11 October 2013

Czech village life

expatova's apples
When we lived in England, we owned a little house in the middle of a neighbourhood we mostly-affectionately called The Hood. This title was somewhat ironic considering we lived in a small town in a rather idyllic part of the country, but nonetheless, The Hood was well known to the local police and we became experts on many of our neighbours' love lives, partying habits, approaches to child rearing, and dubious methods of rubbish disposal.

Due to living there, we always said that with our next house, we would painstakingly scout out the house AND neighbourhood before purchasing.

This is not, my friends, what happened. In fact, we committed to purchase the house after seeing a few awkward photos online and 'driving by' it on Google Streetview.

So, now that we've moved in, I've finally had the pleasure of properly scouting out our new environs. Or perhaps more accurately, our new environs have been scouting out us, with nearly all of the neighbours on our street introducing themselves.

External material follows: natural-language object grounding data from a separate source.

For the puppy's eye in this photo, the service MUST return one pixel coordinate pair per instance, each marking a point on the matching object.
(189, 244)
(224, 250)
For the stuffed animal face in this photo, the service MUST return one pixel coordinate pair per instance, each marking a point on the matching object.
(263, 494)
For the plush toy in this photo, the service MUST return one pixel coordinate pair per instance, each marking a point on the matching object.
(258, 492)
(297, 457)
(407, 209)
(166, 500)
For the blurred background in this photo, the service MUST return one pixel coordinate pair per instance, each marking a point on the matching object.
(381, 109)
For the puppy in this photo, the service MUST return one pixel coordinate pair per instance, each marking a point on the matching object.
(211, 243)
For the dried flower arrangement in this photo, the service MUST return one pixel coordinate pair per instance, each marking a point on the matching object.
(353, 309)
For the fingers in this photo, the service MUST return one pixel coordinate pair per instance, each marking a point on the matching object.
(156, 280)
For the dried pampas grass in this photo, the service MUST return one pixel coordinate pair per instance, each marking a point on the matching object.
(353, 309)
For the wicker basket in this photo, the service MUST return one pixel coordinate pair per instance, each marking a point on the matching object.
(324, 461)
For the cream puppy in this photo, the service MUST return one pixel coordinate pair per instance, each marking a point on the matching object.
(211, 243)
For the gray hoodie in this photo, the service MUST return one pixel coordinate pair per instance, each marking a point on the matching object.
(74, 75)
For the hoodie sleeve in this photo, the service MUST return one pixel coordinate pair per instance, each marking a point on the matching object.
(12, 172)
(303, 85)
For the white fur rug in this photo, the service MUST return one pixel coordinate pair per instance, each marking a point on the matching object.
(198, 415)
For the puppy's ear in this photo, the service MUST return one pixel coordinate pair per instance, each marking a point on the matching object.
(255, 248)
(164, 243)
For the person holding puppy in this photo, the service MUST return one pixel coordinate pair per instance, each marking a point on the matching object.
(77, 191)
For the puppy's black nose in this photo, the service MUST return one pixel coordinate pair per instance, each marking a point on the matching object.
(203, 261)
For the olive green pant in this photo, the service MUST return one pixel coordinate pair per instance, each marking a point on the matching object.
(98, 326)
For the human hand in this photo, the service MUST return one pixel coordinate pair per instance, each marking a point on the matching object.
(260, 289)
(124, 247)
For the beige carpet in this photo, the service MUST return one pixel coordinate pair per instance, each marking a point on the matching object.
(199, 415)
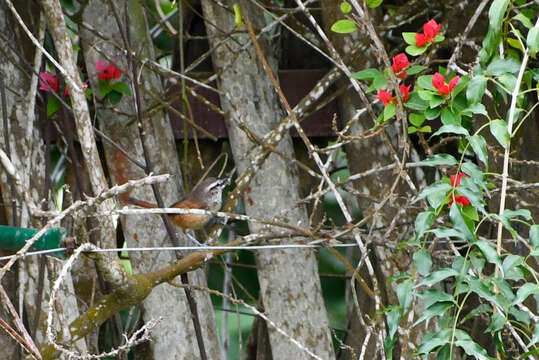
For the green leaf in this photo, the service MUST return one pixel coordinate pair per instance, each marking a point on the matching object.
(103, 88)
(515, 43)
(425, 81)
(409, 38)
(389, 111)
(498, 322)
(507, 224)
(532, 40)
(451, 129)
(469, 189)
(439, 38)
(344, 26)
(425, 94)
(238, 20)
(524, 291)
(449, 118)
(379, 82)
(477, 262)
(444, 353)
(434, 340)
(53, 105)
(435, 193)
(435, 101)
(498, 128)
(425, 129)
(346, 7)
(423, 222)
(414, 50)
(440, 159)
(535, 337)
(471, 348)
(458, 222)
(525, 213)
(415, 69)
(523, 20)
(489, 251)
(476, 89)
(366, 74)
(511, 267)
(121, 87)
(496, 14)
(114, 97)
(423, 261)
(416, 103)
(509, 81)
(437, 276)
(374, 3)
(416, 119)
(481, 288)
(470, 212)
(445, 232)
(479, 146)
(534, 236)
(502, 66)
(432, 296)
(405, 294)
(475, 108)
(436, 309)
(431, 114)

I've already discussed the stereotype of Czechs and the stereotype of village Czechs seems to be even more xenophobic and lacking in friendliness. However, that has not at all been the case. Maybe half of the people we see in the village greet us with 'dobrý den!' and a few have even chatted with me about the weather and welcomed us to the village. We have a few neighbours who speak very good English and a few who bravely suffer through conversations with me in Czech.

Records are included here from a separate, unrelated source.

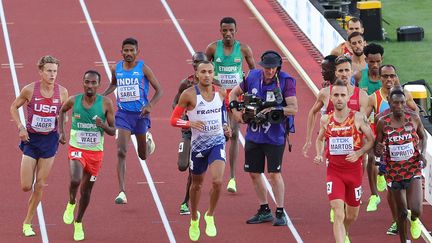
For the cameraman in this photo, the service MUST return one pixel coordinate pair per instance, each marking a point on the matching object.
(267, 140)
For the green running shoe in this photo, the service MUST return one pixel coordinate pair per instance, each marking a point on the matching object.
(374, 200)
(232, 187)
(68, 215)
(415, 228)
(28, 230)
(393, 229)
(184, 209)
(381, 183)
(194, 231)
(210, 226)
(78, 231)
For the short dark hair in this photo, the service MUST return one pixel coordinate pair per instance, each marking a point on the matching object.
(92, 72)
(330, 58)
(228, 20)
(342, 59)
(373, 48)
(354, 34)
(130, 41)
(355, 20)
(387, 65)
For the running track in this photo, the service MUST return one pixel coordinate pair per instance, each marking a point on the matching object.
(37, 28)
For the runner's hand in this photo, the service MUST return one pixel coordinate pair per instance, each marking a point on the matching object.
(318, 159)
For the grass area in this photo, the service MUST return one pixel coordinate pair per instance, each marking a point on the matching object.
(412, 59)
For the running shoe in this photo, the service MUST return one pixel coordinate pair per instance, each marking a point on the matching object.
(393, 229)
(194, 231)
(280, 220)
(415, 228)
(232, 187)
(331, 215)
(381, 183)
(28, 230)
(121, 198)
(374, 200)
(347, 239)
(184, 209)
(210, 226)
(261, 217)
(78, 231)
(68, 215)
(150, 142)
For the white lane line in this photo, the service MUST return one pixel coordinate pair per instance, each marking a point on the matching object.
(142, 162)
(39, 210)
(290, 225)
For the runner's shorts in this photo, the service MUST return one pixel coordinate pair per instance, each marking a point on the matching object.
(132, 121)
(201, 160)
(91, 160)
(41, 146)
(344, 184)
(256, 153)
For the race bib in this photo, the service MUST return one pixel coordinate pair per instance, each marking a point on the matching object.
(43, 124)
(88, 138)
(229, 81)
(128, 93)
(401, 152)
(341, 145)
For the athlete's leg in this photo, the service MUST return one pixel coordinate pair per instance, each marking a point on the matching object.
(28, 165)
(260, 188)
(217, 169)
(76, 173)
(415, 198)
(142, 146)
(278, 188)
(234, 148)
(399, 197)
(43, 168)
(86, 188)
(122, 142)
(195, 194)
(338, 206)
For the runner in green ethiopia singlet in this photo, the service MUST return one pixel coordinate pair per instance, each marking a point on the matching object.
(369, 85)
(84, 133)
(228, 69)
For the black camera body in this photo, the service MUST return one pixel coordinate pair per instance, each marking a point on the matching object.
(253, 105)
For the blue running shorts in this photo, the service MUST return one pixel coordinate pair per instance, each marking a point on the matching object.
(40, 145)
(201, 160)
(132, 121)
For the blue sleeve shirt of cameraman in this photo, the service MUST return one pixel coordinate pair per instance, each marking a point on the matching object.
(267, 133)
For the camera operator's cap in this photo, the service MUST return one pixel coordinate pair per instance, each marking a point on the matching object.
(270, 59)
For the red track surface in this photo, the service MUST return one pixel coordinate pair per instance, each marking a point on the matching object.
(58, 28)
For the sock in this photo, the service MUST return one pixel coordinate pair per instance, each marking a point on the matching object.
(264, 207)
(279, 212)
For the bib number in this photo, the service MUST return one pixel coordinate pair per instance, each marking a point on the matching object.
(341, 145)
(128, 93)
(43, 124)
(401, 152)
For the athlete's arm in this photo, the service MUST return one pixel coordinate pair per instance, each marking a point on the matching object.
(247, 54)
(362, 124)
(156, 86)
(319, 103)
(113, 83)
(67, 105)
(364, 101)
(210, 51)
(108, 127)
(234, 94)
(182, 87)
(319, 144)
(422, 138)
(379, 143)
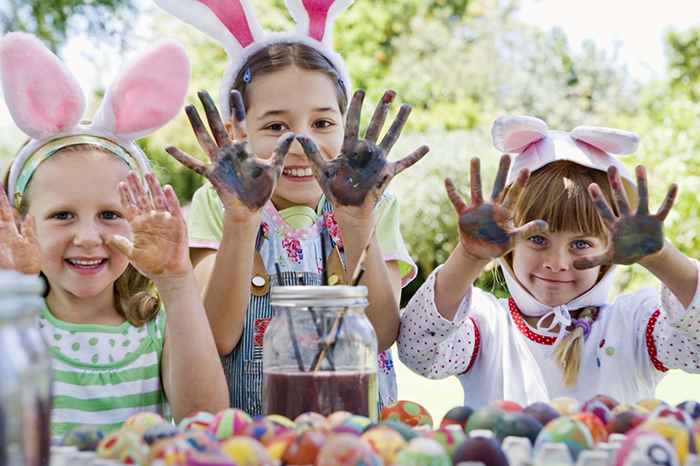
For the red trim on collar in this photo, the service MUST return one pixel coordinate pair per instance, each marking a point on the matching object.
(526, 330)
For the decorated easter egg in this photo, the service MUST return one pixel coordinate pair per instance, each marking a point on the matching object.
(279, 443)
(450, 439)
(574, 434)
(245, 451)
(347, 450)
(229, 422)
(508, 406)
(170, 452)
(159, 431)
(85, 437)
(644, 446)
(140, 422)
(304, 448)
(636, 408)
(622, 422)
(565, 405)
(484, 418)
(358, 423)
(408, 412)
(423, 451)
(310, 420)
(262, 431)
(594, 424)
(480, 449)
(197, 420)
(337, 418)
(123, 445)
(517, 424)
(599, 409)
(542, 412)
(691, 407)
(201, 440)
(384, 441)
(406, 432)
(459, 415)
(678, 414)
(608, 401)
(651, 404)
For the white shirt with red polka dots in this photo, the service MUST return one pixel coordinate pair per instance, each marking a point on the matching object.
(496, 355)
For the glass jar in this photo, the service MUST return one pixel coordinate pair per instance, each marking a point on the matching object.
(320, 352)
(25, 373)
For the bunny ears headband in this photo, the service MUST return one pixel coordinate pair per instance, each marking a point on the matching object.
(589, 146)
(234, 25)
(47, 103)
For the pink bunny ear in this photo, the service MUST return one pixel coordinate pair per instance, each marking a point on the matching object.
(43, 96)
(230, 22)
(512, 134)
(148, 93)
(612, 141)
(315, 18)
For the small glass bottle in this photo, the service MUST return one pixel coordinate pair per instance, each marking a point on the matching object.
(320, 352)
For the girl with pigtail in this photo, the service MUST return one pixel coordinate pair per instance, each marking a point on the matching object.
(558, 220)
(113, 256)
(289, 178)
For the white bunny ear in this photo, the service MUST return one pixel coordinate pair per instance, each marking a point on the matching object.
(148, 93)
(43, 96)
(315, 18)
(612, 141)
(230, 22)
(512, 134)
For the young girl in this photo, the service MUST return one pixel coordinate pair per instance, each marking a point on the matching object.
(103, 245)
(264, 208)
(556, 238)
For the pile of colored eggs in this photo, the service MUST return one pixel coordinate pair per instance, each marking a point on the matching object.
(404, 436)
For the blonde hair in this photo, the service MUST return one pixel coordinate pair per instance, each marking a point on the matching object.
(135, 296)
(558, 194)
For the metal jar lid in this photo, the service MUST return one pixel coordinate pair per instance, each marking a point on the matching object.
(319, 296)
(13, 283)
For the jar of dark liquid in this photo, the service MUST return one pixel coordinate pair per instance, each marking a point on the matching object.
(25, 373)
(320, 352)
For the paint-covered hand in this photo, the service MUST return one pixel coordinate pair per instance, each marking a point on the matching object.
(486, 227)
(159, 247)
(633, 235)
(243, 181)
(19, 248)
(360, 174)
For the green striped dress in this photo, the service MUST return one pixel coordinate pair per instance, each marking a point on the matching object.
(102, 375)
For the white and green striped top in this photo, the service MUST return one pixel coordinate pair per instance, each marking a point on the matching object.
(102, 375)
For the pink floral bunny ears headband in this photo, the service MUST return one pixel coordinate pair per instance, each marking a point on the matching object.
(47, 103)
(537, 146)
(234, 25)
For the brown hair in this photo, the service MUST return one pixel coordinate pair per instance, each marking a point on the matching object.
(135, 296)
(558, 194)
(281, 56)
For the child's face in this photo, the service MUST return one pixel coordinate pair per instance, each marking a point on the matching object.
(543, 264)
(303, 102)
(75, 201)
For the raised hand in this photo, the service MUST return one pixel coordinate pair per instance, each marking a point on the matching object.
(486, 227)
(633, 235)
(159, 248)
(19, 249)
(241, 179)
(360, 174)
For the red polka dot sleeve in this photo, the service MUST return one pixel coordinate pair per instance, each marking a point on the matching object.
(431, 345)
(673, 333)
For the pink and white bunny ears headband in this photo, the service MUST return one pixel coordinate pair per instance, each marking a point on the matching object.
(536, 146)
(234, 25)
(47, 103)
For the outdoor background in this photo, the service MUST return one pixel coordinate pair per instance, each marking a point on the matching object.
(460, 64)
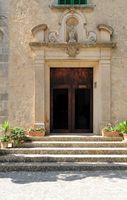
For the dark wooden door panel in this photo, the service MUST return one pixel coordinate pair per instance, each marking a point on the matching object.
(71, 99)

Village life, as experienced earlier this week: the sun was shining and Smalls and I were out in the garden collecting apples. We chatted with one of my favourite neighbours who is a teacher at the local školka and her friend, who both made a big fuss over Smalls. Next, a parade of school children came by with their teachers and handfuls of leaves and sticks. They politely ''dobrý den!'-ed me, waved at Smalls, and made a fuss over our cat.

After Smalls's nap, the door bell rang, and there was one of the neighbour's daughters who formally introduced herself and asked if she could play with Smalls. She's nine and very patiently listened to Smalls's babbling about tractors and dogs that go HUFF! Meanwhile, I had a luxurious cup of tea and collected all of the fallen apples and walnuts. It was heavenly.

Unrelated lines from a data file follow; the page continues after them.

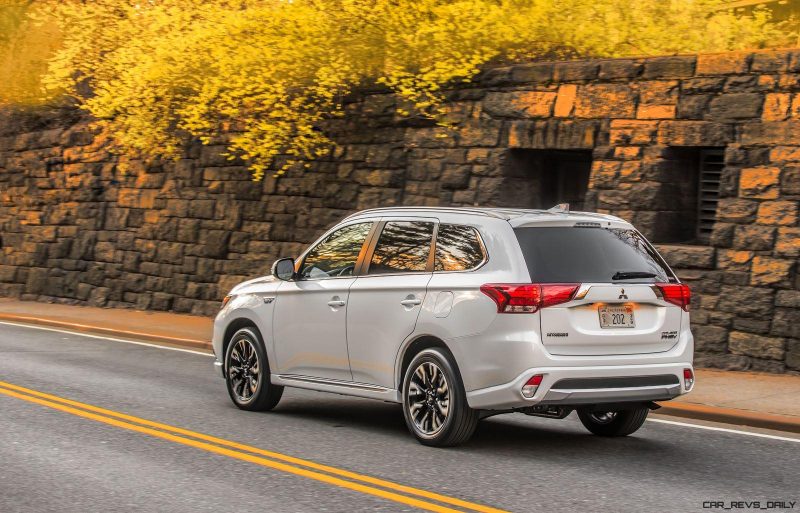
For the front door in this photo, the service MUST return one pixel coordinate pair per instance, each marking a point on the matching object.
(309, 322)
(386, 301)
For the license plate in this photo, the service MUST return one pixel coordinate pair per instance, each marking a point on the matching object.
(616, 317)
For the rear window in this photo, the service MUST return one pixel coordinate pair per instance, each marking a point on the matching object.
(580, 255)
(458, 248)
(403, 247)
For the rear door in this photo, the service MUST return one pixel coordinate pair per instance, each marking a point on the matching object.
(617, 308)
(386, 299)
(310, 317)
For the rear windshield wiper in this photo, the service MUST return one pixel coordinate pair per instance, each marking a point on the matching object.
(632, 275)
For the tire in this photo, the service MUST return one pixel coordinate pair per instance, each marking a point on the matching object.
(615, 423)
(246, 355)
(434, 401)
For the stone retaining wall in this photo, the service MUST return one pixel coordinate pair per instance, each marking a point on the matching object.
(177, 235)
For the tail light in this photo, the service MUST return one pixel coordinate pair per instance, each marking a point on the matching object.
(530, 387)
(688, 379)
(676, 293)
(528, 297)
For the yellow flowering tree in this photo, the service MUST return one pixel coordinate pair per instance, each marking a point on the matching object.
(264, 75)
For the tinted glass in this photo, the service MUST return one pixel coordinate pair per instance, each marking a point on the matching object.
(572, 255)
(458, 248)
(337, 254)
(403, 247)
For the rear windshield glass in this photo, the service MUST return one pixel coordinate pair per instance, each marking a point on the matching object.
(580, 255)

While I was picking up the last of the walnuts and laughing to myself about this strange new pastoral life, some jaunty, accordion-led music came on over the public service announcement system, as if to provide the perfect soundtrack for what I was experiencing. This was followed by what seemed to be a rousing announcement by our mayor and was concluded by more jaunty music.

So, the moral of the story seems to be: buy a house over the internet and you may end up in some strange Czech Mayberry, Shangri La, or possibly Stepford.